Wie dit proces onder de loep neemt, zal bijzonder duidelijk zijn hoe de mens feitelijk staat in zijn relatie tot het universum. En dat wordt duidelijk wanneer men vooral kijkt naar drie uitingen van de mens, waarop hier en elders in de antroposofische context al de aandacht is gevestigd, als men kijkt naar die drie uitingen van de menselijke natuur waardoor de mens werkelijk wordt het wezen dat hij op aarde is. Lopen, spreken en denken.”
Rudolf Steiner Ga 219,1
…en net zoals we de maan passeren, die ons eigenlijk in het aardse zijn binnen leidt, zo komen wij ook aan de andere planeten voorbij. Het maakt daarbij uit op welke manier wij bijvoorbeeld Saturnus passeren. We kunnen bijvoorbeeld Saturnus passeren wanneer de kracht van Saturnus samenwerkt met de krachten van het dierenriembeeld de Leeuw. Wanneer wij het gebied van Saturnus passeren en Saturnus in zijn kracht versterkt wordt door het dierenriembeeld de Leeuw, wint onze ziel, natuurlijk door ons karma geconditioneerd, de kracht om wat ons uit het leven overkomt, verstandig onder ogen te zien en ons niet uit het lood laat slaan. Staat Saturnus meer onder de macht van de Steenbok, dan worden we zwakke mensen die bezwijken onder de gewone levensomstandigheden…

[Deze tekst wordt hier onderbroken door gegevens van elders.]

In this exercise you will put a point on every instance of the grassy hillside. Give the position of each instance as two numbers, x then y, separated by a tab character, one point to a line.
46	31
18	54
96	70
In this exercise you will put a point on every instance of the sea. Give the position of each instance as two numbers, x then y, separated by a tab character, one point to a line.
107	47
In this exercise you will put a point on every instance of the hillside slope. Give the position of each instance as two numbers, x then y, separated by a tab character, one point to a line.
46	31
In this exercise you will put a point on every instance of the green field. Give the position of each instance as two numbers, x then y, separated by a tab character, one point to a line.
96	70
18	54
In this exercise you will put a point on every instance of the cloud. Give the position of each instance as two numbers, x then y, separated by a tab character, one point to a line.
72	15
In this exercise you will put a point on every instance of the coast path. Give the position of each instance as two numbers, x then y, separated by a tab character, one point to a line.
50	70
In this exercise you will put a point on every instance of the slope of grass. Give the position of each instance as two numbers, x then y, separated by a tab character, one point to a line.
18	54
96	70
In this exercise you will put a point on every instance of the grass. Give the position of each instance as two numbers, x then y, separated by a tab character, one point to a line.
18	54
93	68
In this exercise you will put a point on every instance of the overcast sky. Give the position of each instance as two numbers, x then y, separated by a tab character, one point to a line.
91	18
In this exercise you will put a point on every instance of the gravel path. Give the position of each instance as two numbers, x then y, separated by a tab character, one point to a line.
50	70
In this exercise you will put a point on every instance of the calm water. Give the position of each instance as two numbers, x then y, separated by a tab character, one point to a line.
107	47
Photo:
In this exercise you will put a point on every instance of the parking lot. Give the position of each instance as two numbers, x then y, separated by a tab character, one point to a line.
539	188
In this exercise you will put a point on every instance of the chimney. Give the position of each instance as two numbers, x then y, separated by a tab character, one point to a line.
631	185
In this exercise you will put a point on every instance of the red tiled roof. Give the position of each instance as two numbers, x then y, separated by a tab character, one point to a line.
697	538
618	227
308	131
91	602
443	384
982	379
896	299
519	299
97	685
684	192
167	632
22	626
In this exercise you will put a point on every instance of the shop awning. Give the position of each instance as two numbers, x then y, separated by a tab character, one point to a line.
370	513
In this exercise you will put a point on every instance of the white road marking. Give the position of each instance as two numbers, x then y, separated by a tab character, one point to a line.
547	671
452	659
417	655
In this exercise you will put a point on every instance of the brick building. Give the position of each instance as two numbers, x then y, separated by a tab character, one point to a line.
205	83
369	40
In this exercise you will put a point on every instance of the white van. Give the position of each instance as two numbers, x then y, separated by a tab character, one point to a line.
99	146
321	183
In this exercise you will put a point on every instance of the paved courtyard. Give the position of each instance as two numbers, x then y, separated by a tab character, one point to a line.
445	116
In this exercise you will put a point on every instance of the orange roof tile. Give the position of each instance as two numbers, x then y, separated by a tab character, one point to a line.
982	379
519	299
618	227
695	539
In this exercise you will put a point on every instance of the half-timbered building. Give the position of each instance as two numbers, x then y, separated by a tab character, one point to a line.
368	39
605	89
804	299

We dragen dit alles in ons terwijl we ons vanuit de kosmos voorbereiden op het aardse bestaan. Natuurlijk kan dit overwonnen worden door de juiste opvoeding, maar niet door te zeggen, volgens de materialisten: dit is allemaal onzin, daar hoef je geen rekening mee te houden, maar het kan overwonnen worden door juist deze krachten te ontwikkelen, echt ontwikkelen. En in de toekomst zal de mensheid niet alleen leren kijken – en daar mag geen bezwaar tegen zijn – of een kind goede melk en goed eten krijgt, maar ook om te zien of er bepaalde Saturnuskrachten of Jupiter-krachten actief zijn onder deze of gene invloed….
Laten we er vanuit gaan dat een persoon, door zijn karma, Saturnuskrachten in zich draagt, onder de meest ongunstige invloed, bijvoorbeeld onder invloed van de Steenbok of Waterman. Hierdoor wordt hij blootgesteld aan alle moeilijkheden van het leven. Dan moeten we in deze mens zorgvuldig naar andere krachten zoeken om hem sterker te maken. We moeten ons bijvoorbeeld afvragen: Hoe is hij door de Jupiter-, Mars- of andere sfeer gegaan? En men kan dan altijd het ene door het andere corrigeren en verzwakken.